Regla de oro: el seguro paga lo que está documentado. Lo que no se documenta, “no existe”.
Errores típicos que te cuestan dinero
- Tirar el casco “porque ya no sirve”: vale, pero entonces ya no puedes probarlo.
- Limpiar/pulir abrasiones: estás borrando la prueba.
- No itemizar: reclamar “ropa” en vez de prendas concretas con precio.
- Aceptar una oferta rápida que no incluye equipo (o lo mete con 100€ “por cortesía”).
Cómo pedirlo en la reclamación (para que no se escapen)

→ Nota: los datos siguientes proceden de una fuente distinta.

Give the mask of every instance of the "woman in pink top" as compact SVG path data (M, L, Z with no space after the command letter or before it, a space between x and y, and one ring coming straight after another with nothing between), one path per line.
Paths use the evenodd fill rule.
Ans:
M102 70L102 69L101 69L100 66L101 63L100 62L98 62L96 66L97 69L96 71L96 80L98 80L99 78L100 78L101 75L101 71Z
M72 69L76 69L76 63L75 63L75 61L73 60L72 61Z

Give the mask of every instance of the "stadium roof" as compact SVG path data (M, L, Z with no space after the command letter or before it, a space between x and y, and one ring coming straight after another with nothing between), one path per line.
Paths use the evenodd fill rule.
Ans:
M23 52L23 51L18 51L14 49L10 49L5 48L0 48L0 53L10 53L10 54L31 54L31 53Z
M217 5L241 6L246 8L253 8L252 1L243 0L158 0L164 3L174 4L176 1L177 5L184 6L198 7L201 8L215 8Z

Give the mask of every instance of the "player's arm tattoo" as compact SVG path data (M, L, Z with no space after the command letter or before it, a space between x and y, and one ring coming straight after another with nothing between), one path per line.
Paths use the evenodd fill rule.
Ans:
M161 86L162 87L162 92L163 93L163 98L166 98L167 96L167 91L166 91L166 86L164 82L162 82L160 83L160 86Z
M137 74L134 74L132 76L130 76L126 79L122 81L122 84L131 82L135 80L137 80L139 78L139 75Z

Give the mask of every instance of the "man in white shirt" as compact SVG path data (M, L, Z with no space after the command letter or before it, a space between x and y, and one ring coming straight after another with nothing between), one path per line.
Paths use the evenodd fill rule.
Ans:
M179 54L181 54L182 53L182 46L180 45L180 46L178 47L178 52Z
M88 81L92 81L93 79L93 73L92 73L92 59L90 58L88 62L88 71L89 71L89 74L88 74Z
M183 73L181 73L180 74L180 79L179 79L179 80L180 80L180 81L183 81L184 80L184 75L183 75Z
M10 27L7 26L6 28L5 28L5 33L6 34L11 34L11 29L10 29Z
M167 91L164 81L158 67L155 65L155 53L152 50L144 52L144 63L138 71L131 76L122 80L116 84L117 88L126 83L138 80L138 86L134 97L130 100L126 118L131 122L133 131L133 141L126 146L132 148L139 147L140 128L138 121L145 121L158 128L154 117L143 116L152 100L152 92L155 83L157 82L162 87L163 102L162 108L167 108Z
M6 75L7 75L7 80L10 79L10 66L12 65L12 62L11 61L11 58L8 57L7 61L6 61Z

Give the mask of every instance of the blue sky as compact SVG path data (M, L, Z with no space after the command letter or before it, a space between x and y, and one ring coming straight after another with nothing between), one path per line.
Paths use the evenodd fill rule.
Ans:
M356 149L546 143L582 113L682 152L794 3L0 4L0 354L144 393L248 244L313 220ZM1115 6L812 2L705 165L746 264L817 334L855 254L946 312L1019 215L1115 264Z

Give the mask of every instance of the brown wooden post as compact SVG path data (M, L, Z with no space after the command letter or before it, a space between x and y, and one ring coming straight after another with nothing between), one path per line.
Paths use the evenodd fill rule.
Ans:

Cuando reclames, mete una sección específica: “Daños materiales: equipamiento del motorista” y adjunta un inventario como este (tal cual):
- Casco (modelo, talla) — daño: impacto/abrasión — prueba: fotos + factura/presupuesto
- Chaqueta (modelo, talla) — daño: rotura/abrasión/protecciones — prueba: fotos + justificante
- Guantes (modelo, talla) — daño: costuras/abrasión — prueba: fotos
- Botas (modelo, talla) — daño: suela/cierre — prueba: fotos
- Airbag (tipo) — daño: activado/rearme/revisión — prueba: fotos + presupuesto técnico
Si lo presentas así, le quitas al seguro la excusa de “no está claro” o “no hay prueba”.
Tu equipo no es “un extra”, es tu segunda piel
El equipo del motorista no es un adorno: es lo que te evita una lesión peor. Si te lo rompen en un accidente, se reclama. Y si te lo discuten, se gana con lo de siempre: prueba + método + cero prisas.
Fundación AVATA existe para esto: ayuda al accidentado cuando el sistema intenta recortar por cansancio o por desconocimiento.